Uno de cada diez dentistas recomienda chicles con azúcar” es el nombre de un documental muy bueno sobre guerrilla comunicativa que se puede ver en YouTube. Además de eso, es una hermosa síntesis sobre el tipo de abordaje necesario al pensar los alcances de la tecnología.

Llegó la prueba cabal, lo que el ciudadano medio quiere saber.

Por qué me vigilan, si no soy nadie?” Cariño, sos alguien. Y alguien importante.

Hace unos días nos enteramos de que las decisiones electorales supuestamente autónomas de miles de ciudadanos estadounidenses tal vez no se tomaron en el marco de independencia intelectual deseado. En una cinematográfica trama de big data recolectada, analizada, vendida, utilizada, destruída y vuelta a recuperar, la empresa Cambridge Analytica –vinculada al Partido Republicano– cruzó diversos perfiles psicológicos con datos recolectados por una app de Facebook (las llamadas “3rd party apps” que son aprobadas pero no desarrolladas por la empresa). Esa información, según sabemos, fue utilizada en la campaña del presidente Donald Trump para impactar a los votantes indecisos de los llamados “battleground states“. 

Hasta ahí, el escándalo.

En todos lados y en Argentina también, salieron los especialistas digitales a tuitear a los gritos: “ESTO NO ES UNA FALLA DE FACEBOOK”, “NO HUBO UN HACKEO”, y obviedades por el estilo. Otros se hicieron los superados: “CADA UNO SABE A QUIÉN LE DA LOS DATOS”, “ES RESPONSABILIDAD DEL USUARIO”.

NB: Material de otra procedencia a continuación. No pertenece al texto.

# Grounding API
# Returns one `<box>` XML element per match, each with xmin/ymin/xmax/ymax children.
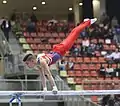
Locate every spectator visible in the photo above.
<box><xmin>0</xmin><ymin>17</ymin><xmax>5</xmax><ymax>25</ymax></box>
<box><xmin>111</xmin><ymin>17</ymin><xmax>118</xmax><ymax>27</ymax></box>
<box><xmin>58</xmin><ymin>59</ymin><xmax>67</xmax><ymax>71</ymax></box>
<box><xmin>106</xmin><ymin>64</ymin><xmax>114</xmax><ymax>77</ymax></box>
<box><xmin>100</xmin><ymin>13</ymin><xmax>110</xmax><ymax>25</ymax></box>
<box><xmin>27</xmin><ymin>19</ymin><xmax>36</xmax><ymax>34</ymax></box>
<box><xmin>82</xmin><ymin>38</ymin><xmax>90</xmax><ymax>54</ymax></box>
<box><xmin>108</xmin><ymin>95</ymin><xmax>115</xmax><ymax>106</ymax></box>
<box><xmin>73</xmin><ymin>45</ymin><xmax>79</xmax><ymax>56</ymax></box>
<box><xmin>114</xmin><ymin>65</ymin><xmax>120</xmax><ymax>77</ymax></box>
<box><xmin>10</xmin><ymin>9</ymin><xmax>17</xmax><ymax>22</ymax></box>
<box><xmin>30</xmin><ymin>13</ymin><xmax>37</xmax><ymax>23</ymax></box>
<box><xmin>48</xmin><ymin>17</ymin><xmax>58</xmax><ymax>24</ymax></box>
<box><xmin>1</xmin><ymin>17</ymin><xmax>11</xmax><ymax>41</ymax></box>
<box><xmin>102</xmin><ymin>95</ymin><xmax>110</xmax><ymax>106</ymax></box>
<box><xmin>87</xmin><ymin>43</ymin><xmax>96</xmax><ymax>57</ymax></box>
<box><xmin>66</xmin><ymin>60</ymin><xmax>74</xmax><ymax>71</ymax></box>
<box><xmin>106</xmin><ymin>49</ymin><xmax>120</xmax><ymax>63</ymax></box>
<box><xmin>99</xmin><ymin>64</ymin><xmax>106</xmax><ymax>77</ymax></box>
<box><xmin>95</xmin><ymin>41</ymin><xmax>103</xmax><ymax>51</ymax></box>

Ese fue el level de las reflexiones que la mayoría de nuestros especialistas nos dieron.

[Inserte captura de vergüenza ajena]

Ninguno se detuvo, por ejemplo, en que la posibilidad de manipulación de votos (inclusive a través de datos entregados con consentimiento) implica un debilitamiento de la democracia. No porque la gente “sea fácil de convencer”, sino porque con estas herramientas cuya legalidad no es clara, se imponen hegemónicamente unas narrativas que aparecen como las únicas opciones.

Como dijo hace años Evgeny Morozov, la opinión pública sigue muy de cerca los “intereses ocultos” de las grandes industrias (farmacéutica, alimenticia, etc.) pero muy pocas personas son capaces de ni siquiera representarse cuáles son los hilos que se mueven tras los intereses de las empresas “digitales”. ¿Alguna vez intentaste bloquear a Mark Zuckerberg en Facebook? Es una pavada preguntarse eso. Pero es una pavada que no podés hacer.

Una clave para pensar sobre las industria de la tecnología y su lado oscuro puede ser el hecho de que la privacidad sea cada vez más un lujito, algo en lo que hay que invertir tiempo, recursos y trabajo mental. Hay que aprender a proteger la información, hay que pagar para encriptar dispositivos, hay que acordarse de desactivar la ubicación.

A su vez, identificar las narrativas hegemónicas sobre casi cualquier tema y deconstruírlas es una tarea a la que todos deberíamos dedicarle mucho más tiempo.